Although 'Forget You' remains The Lady Killer's finest moment, the record certainly isn't short on tunes. It acts like a kind of potted history of R&B and this is never more evident than on 'Bright Lights Bigger City' - a track that sounds like Usher singing over the bassline from Billy Jean and the string arrangement from the Bond theme, 'You Only Live Twice' (previously lifted by Robbie Williams on Millennium).
With a raft of producing talent - including Salaam Remi, Jack Splash, Fraser T Smith and the brilliantly named Smeezingtons - Green makes every style he attempts utterly his own. But while The Lady Killer is undoubtedly the artist's classiest-sounding record, it's possibly the least imaginative.
The oddball brilliance that shone through Gnarls Barkley's 'Crazy', for example - a song about mental illness, rather than mere infatuation - seems to be pared-down here.
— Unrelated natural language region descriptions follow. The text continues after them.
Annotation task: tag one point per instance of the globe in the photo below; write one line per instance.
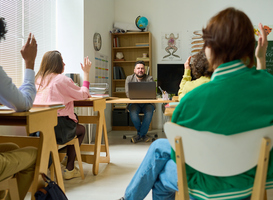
(141, 22)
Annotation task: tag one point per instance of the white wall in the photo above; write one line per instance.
(99, 17)
(77, 21)
(70, 33)
(184, 16)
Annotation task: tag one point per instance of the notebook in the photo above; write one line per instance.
(142, 90)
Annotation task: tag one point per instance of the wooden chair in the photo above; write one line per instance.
(74, 142)
(228, 155)
(10, 184)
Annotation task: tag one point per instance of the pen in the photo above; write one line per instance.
(161, 90)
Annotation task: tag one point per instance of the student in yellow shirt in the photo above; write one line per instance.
(200, 70)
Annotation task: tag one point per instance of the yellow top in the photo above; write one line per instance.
(187, 84)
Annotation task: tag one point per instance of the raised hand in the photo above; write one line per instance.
(187, 63)
(29, 51)
(86, 68)
(261, 48)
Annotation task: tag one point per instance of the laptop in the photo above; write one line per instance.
(142, 90)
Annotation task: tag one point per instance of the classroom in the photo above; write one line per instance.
(71, 27)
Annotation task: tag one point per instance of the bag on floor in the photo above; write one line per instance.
(51, 192)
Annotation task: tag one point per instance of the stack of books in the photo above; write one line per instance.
(120, 105)
(119, 73)
(116, 42)
(143, 59)
(99, 90)
(142, 44)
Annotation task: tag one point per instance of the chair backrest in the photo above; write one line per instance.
(217, 154)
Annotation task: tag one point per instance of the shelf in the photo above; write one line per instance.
(119, 80)
(132, 47)
(130, 33)
(131, 61)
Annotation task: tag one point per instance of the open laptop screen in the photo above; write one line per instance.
(142, 90)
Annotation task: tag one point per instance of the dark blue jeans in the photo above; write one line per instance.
(147, 109)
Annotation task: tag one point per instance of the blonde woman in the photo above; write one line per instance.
(53, 86)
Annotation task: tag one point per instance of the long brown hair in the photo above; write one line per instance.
(200, 65)
(52, 63)
(230, 36)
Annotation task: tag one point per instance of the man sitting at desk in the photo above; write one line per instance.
(15, 160)
(136, 108)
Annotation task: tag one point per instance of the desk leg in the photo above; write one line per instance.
(100, 106)
(45, 122)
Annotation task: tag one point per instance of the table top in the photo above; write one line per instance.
(33, 110)
(127, 100)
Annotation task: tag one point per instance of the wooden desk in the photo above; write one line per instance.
(127, 100)
(99, 105)
(169, 112)
(37, 119)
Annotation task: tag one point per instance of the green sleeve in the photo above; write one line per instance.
(173, 157)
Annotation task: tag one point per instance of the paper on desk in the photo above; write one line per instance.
(5, 108)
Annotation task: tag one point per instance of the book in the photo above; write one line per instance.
(143, 59)
(119, 59)
(47, 105)
(99, 95)
(147, 70)
(116, 72)
(122, 73)
(142, 44)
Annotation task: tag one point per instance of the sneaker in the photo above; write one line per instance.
(71, 174)
(146, 138)
(136, 139)
(3, 194)
(64, 161)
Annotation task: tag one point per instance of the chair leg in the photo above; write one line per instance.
(78, 155)
(13, 189)
(51, 169)
(265, 195)
(261, 171)
(183, 193)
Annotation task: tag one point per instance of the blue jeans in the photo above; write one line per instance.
(148, 110)
(157, 172)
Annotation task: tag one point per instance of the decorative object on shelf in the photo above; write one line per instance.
(143, 59)
(197, 42)
(141, 23)
(97, 41)
(171, 46)
(142, 44)
(119, 55)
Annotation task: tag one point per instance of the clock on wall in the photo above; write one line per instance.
(97, 41)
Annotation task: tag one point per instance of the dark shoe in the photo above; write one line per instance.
(136, 139)
(147, 138)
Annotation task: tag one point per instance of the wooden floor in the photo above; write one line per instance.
(113, 178)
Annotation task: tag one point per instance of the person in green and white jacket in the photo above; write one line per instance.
(200, 71)
(238, 98)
But then, that's not such a surprise - the singer has claimed he intends The Lady Killer to be the album that finally earns him the super-stardom he truly deserves. While Green may not be modest, he could well be correct.
Perhaps the record's greatest statement of intent is 'Satisfied', a tune so colourful and catchy it's somehow difficult to believe it hasn't been written before. It sees Green showing off his entire vocal range, at times sounding like Prince at his most accessible over a flurry of horns and a luscious string arrangement.
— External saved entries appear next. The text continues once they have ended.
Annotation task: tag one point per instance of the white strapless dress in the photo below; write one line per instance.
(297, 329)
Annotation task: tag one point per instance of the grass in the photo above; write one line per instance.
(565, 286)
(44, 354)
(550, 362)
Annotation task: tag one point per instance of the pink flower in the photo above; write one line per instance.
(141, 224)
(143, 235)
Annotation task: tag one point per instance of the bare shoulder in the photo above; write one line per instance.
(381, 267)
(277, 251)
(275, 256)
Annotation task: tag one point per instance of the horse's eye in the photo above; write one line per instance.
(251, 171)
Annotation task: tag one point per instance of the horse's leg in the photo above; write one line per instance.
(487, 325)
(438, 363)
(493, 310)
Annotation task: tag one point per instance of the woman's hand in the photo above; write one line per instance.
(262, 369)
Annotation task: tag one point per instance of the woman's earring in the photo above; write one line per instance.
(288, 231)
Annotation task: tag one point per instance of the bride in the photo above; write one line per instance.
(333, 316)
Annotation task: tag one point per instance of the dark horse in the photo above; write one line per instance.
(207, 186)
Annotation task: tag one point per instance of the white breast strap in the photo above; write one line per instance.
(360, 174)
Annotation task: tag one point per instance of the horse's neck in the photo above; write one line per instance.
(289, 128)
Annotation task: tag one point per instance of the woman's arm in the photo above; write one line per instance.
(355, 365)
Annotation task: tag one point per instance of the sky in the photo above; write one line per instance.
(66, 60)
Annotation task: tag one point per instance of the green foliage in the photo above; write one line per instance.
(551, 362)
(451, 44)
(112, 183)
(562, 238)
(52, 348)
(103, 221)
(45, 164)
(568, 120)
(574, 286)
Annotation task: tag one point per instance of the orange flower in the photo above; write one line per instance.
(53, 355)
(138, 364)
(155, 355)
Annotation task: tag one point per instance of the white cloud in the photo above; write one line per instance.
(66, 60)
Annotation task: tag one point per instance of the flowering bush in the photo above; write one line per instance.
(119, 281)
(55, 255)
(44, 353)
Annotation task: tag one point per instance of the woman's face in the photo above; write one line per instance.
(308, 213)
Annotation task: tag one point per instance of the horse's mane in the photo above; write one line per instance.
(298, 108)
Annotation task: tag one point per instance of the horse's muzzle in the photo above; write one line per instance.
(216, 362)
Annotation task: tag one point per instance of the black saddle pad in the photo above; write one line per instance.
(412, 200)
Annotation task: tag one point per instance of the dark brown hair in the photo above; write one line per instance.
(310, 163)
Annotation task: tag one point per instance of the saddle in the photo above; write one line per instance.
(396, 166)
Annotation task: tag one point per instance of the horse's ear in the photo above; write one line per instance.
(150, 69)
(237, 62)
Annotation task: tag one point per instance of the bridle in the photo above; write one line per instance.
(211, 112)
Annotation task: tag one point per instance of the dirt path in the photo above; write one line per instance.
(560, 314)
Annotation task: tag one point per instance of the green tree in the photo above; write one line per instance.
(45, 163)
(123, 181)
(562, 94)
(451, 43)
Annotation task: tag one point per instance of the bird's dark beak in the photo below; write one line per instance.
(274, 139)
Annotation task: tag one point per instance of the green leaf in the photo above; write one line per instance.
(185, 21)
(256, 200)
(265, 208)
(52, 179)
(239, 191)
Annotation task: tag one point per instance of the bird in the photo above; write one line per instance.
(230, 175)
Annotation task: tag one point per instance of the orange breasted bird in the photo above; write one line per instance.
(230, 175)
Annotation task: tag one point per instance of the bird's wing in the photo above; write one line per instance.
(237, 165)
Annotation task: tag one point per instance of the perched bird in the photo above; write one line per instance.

Towards the record's end, 'It's OK' and 'Old Fashioned' maintain the retro vibe of 'Forget You', the latter featuring a vintage piano riff and coming across like a loving tribute to Al Green (no relation).
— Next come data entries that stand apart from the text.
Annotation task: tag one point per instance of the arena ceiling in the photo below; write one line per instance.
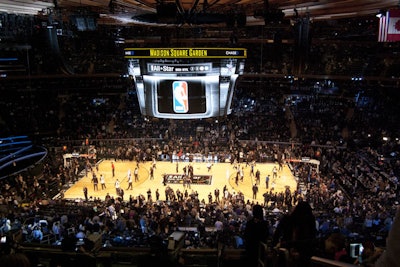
(148, 11)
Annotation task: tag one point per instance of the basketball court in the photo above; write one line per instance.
(204, 182)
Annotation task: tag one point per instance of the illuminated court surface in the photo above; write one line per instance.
(221, 174)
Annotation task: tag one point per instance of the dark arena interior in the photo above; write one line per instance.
(199, 133)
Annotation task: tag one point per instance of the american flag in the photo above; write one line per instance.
(389, 26)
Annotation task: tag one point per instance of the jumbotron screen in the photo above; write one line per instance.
(185, 83)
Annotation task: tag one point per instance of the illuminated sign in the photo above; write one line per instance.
(170, 68)
(185, 53)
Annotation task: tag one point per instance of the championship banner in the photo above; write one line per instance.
(178, 179)
(389, 26)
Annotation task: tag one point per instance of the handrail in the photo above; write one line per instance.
(323, 262)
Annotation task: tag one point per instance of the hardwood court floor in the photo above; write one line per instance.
(222, 174)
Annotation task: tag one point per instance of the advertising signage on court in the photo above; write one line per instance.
(185, 53)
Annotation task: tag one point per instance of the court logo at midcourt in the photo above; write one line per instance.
(178, 179)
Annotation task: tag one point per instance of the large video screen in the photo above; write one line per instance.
(181, 96)
(185, 83)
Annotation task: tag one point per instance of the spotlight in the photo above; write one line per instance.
(381, 13)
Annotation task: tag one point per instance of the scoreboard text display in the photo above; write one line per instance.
(185, 83)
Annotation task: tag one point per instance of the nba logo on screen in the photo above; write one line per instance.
(181, 99)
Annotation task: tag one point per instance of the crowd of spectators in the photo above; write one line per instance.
(353, 194)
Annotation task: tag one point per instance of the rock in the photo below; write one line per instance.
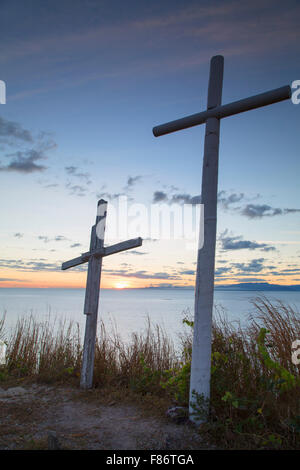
(12, 392)
(53, 443)
(178, 414)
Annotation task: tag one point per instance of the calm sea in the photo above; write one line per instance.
(127, 310)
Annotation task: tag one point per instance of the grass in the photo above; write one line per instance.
(255, 387)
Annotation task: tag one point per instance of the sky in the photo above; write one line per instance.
(86, 81)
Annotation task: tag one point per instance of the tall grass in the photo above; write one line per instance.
(255, 387)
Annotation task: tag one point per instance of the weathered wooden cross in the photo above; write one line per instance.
(204, 289)
(94, 258)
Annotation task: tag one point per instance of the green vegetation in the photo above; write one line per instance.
(255, 387)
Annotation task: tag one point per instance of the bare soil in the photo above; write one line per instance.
(80, 420)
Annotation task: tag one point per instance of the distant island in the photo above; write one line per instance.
(243, 286)
(262, 286)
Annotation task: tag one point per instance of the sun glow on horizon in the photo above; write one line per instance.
(121, 285)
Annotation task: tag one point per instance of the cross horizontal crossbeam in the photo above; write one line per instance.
(101, 252)
(236, 107)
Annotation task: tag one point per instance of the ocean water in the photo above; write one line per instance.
(126, 311)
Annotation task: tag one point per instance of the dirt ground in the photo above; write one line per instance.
(79, 420)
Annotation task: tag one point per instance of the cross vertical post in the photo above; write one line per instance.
(204, 290)
(92, 297)
(94, 258)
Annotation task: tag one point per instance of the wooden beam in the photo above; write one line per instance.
(204, 289)
(257, 101)
(123, 246)
(106, 251)
(92, 298)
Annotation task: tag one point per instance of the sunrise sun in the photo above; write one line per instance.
(121, 285)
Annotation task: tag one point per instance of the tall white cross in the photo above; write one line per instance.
(204, 288)
(94, 258)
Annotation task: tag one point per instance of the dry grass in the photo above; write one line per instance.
(255, 387)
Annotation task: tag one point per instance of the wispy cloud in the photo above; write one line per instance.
(26, 160)
(258, 211)
(237, 243)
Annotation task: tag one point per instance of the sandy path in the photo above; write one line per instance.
(28, 414)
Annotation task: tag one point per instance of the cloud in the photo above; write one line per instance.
(57, 238)
(73, 171)
(237, 243)
(179, 198)
(142, 274)
(188, 272)
(11, 129)
(227, 201)
(32, 265)
(75, 245)
(222, 270)
(254, 266)
(257, 211)
(159, 196)
(109, 196)
(11, 279)
(24, 162)
(185, 199)
(135, 252)
(76, 189)
(131, 181)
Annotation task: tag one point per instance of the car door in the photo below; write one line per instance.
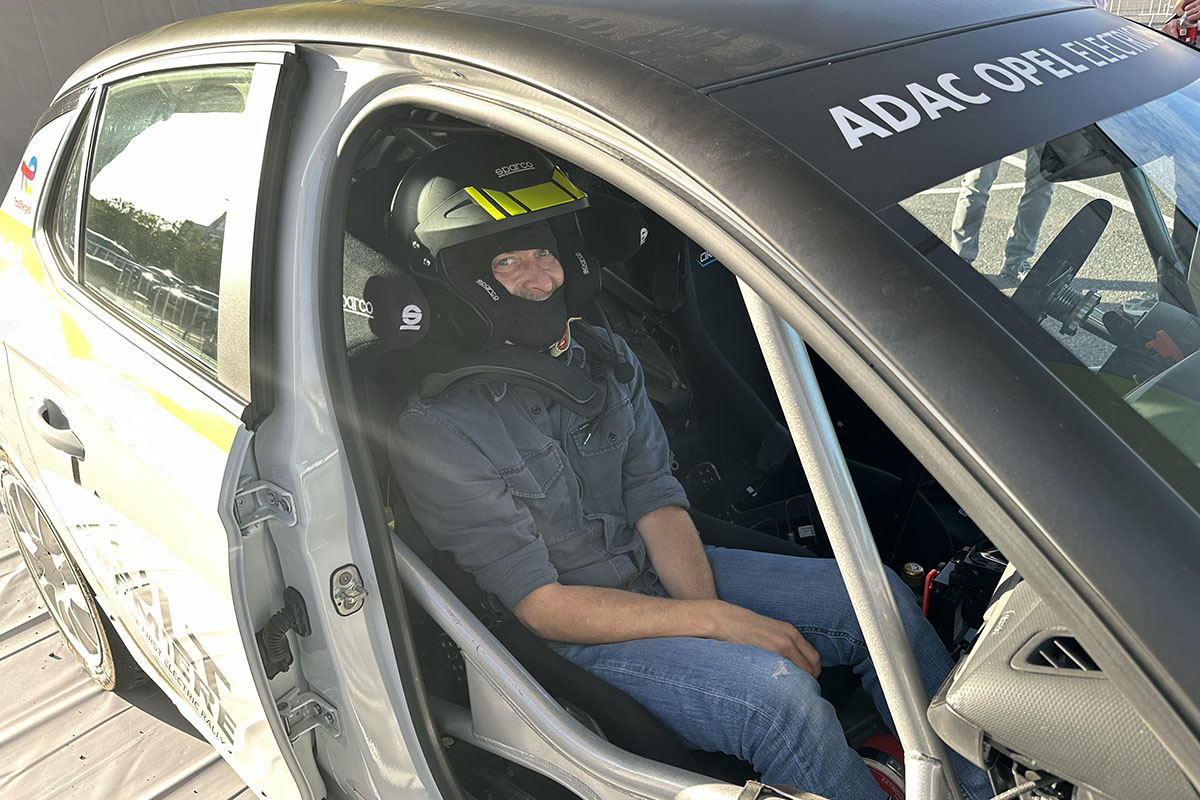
(130, 372)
If The Lady Killer is the sound of an artist relinquishing his underdog status and embracing the mainstream, discussions about "selling out" should never be tolerated again. But despite being an album of upbeat major-key numbers, Green still finds time to explore his darker side. On Bodies - a song about finding a murdered woman in his bed - Cee Lo suggests the album's title might have some basis in truth. The saying "all killer, no filler" has never been more appropriate.